Sloterdijk. El antídoto al cinismo

FRANCESC TORRALBA EL PAÍS - 15/02/2010
 
Desde que en 1983 el filó-sofo alemán Peter Sløter-dijk publicara la Crítica de la razón cínica han pasado ya más de 25 años y, sin embargo, su profundo análisis de cinismo postmoderno sigue gozando de una extraordinaria vigencia. Esta obra, junto con la Teoría de la acción comunicativa (1981), de Jürgen Habermas, y El principio de responsabilidad (1977), de Hans Jonas, es, con mucha probabilidad, uno de los ensayos filosóficos más sugerentes del último tercio del pasado siglo.

Los jóvenes están sedientos de causas por las que merezca la pena luchar.
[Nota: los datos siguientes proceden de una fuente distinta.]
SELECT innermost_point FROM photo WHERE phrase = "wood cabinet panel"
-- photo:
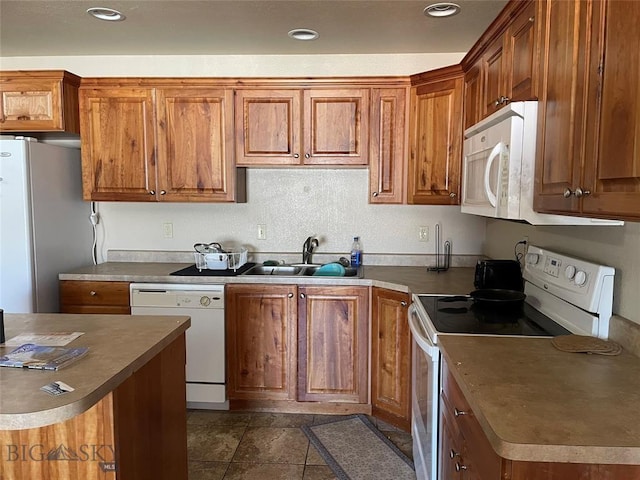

Tienen hambre de épica
En la obra, reeditada hace muy poco por Siruela, el polémico pensador distingue, con lucidez, el cinismo griego, cuyo máximo representante es Antístenes, del cinismo contemporáneo. En aquella escuela filosófica se adoraba al perro, se reivindicaba la vida natural, sin normas, ni convenciones, en plena harmonía con el Todo; se aspiraba a una existencia sobria, sin ornamentos, ni artificios; se anhelaba la autenticidad, lo cual nada tiene que ver con el cinismo difuso de la tan cacareada postmodernidad.

El cinismo postmoderno es una expresión del nihilismo. El cínico postmoderno ya no cree en nada, ni en la Patria, ni en la Revolución, ni en el Partido. Ha dejado de confiar en las grandes palabras. En su alma habita el más inquietante de los huéspedes: el nihilismo. Parte de la idea que todo lo sólido se desvanece en el aire, por lo cual, la lucha carece de sentido, como también la revolución.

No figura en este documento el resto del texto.